Motion Menu on its own plays the backgrounds you already have: the one it ships with, and any background pack you install. This add-on is what lets you bring your own footage in. It is a separate download on purpose — a player who only ever picks a ready-made background should never have to carry a video decoder around for a feature they do not use.
What it does
- Imports any clip. MP4, MKV, WEBM, MOV, AVI — or a GIF.
- Asks once, then gets out of the way. Name it, choose the frame rate and the width, and press Continue.
- Decodes in the background. Close the progress card and carry on using the menu; the import keeps going, and a chip at the top takes you back to it. It selects itself the moment it is finished.
- Tells you when something goes wrong. A failed import gets a card that says what happened, and a button that tells you exactly how to fix it.
The decoder, handled for you
Minecraft has no video decoder, so importing needs one. This add-on gets it for you: one button downloads the official FFmpeg build for your system — Windows, macOS or Linux — straight into the mod's own folder.
Nothing is installed on your computer. Your PATH is never touched. Deleting config/motionmenu-ffmpeg/ undoes all of it, and if you already have FFmpeg installed, it is simply used and nothing is downloaded at all.
Would rather not download anything? The add-on carries a small pure-Java decoder that reads H.264 MP4 and GIF with no setup whatsoever.
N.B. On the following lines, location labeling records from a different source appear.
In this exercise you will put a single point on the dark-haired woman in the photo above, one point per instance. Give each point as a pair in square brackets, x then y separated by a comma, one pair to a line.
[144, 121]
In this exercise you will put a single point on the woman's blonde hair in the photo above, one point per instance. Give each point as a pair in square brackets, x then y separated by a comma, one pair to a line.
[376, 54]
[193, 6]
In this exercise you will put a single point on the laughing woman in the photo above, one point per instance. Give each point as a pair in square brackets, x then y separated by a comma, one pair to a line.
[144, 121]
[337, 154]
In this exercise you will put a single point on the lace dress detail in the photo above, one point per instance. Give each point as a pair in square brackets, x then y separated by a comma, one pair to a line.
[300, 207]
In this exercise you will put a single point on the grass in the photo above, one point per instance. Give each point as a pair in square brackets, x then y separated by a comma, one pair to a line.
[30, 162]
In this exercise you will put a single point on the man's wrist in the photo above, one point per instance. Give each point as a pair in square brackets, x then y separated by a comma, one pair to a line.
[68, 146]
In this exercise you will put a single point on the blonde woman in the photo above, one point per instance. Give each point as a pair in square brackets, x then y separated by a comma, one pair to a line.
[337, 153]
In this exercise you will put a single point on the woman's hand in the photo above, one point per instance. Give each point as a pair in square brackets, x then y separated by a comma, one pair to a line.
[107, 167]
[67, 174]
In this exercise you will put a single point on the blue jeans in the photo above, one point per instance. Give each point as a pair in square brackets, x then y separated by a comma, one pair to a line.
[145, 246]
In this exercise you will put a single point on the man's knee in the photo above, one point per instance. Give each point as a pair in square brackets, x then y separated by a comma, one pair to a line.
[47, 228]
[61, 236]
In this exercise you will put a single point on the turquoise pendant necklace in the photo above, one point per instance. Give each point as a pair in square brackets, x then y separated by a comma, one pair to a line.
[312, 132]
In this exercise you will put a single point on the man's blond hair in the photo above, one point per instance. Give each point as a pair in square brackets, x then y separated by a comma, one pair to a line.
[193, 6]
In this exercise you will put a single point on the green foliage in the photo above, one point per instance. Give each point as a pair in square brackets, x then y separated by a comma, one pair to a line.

It is slower and it reads less, but it works offline and it asks for nothing.
Requirements
- Motion Menu — this add-on does nothing on its own
- Fabric Loader 0.19.0 or newer
- Minecraft 26.2
- Java 25
- Client-side only — no Fabric API needed
How to use it
- Drop this jar in your
modsfolder, next to Motion Menu. - On the title screen, open the gear, then Menu Background.
- Press Import video or GIF... and pick your clip.
- Name it, set the frame rate and width, and let it decode. That is all.
A good background is a short loop — 5 to 15 seconds — whose last frame looks like its first. Lower frame rates and smaller widths make a lighter background; 30 FPS at 1920 makes the sharpest one.